Estudo encontrou semelhanças com variantes presentes em saguis. Pesquisadores alertam para dinâmica da circulação do vírus que pode levar pessoas à morte.
Por g1 CE
Morcegos analisados no Ceará apresentaram grupo de
variantes do vírus da raiva semelhante ao encontrado em saguis. — Foto: Pedro
Santana/TG
Morcegos analisados no Ceará apresentaram grupo de
variantes do vírus da raiva semelhante ao encontrado em saguis. — Foto: Pedro
Santana/TG
Pela primeira vez, foi encontrado em morcegos um grupo de
variantes do vírus da raiva humana bastante semelhante ao das variantes
detectadas em saguis do Nordeste brasileiro. O estudo foi conduzido com
espécies de morcegos encontrados no Ceará. Em maio deste ano, o estado
registrou morte por raiva humana após sete anos sem óbitos pela doença.
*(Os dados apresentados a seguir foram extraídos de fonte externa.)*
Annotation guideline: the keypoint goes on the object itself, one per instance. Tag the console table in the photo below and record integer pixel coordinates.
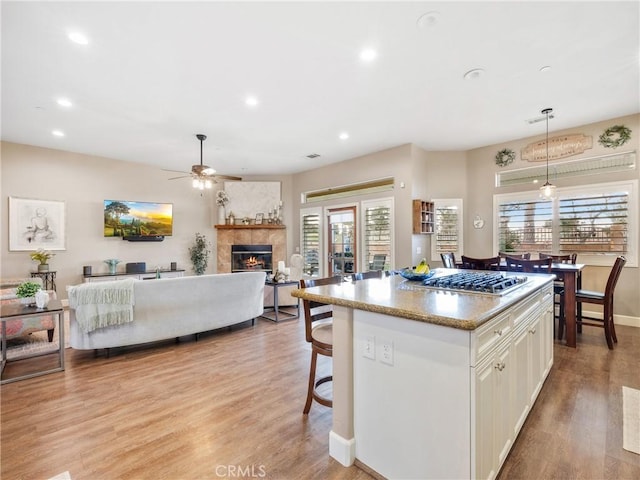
(48, 279)
(148, 275)
(16, 311)
(276, 306)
A análise de 144 amostras de tecidos retirados do cérebro
de 15 espécies de morcegos foi realizada no Laboratório Central de Saúde
Pública do Ceará (Lacen).
Como resultado, a semelhança com as variantes encontradas
em saguis acende o alerta para a dinâmica complexa de espalhamento e transmissão
do vírus entre os hospedeiros.
O vírus da raiva foi encontrado nos morcegos de espécies
que se alimentam de frutos (frugívoros) e insetos (insetívoros). Isso também
chamou a atenção dos pesquisadores, pois os morcegos mais conhecidos como
transmissores da raiva são os que se alimentam de sangue (hematófagos).
Coordenado pela Escola Paulista de Medicina da
Universidade Federal de São Paulo (EPM-Unifesp), o estudo foi publicado no
Journal of Medical Virology. As informações são da Agência FAPESP.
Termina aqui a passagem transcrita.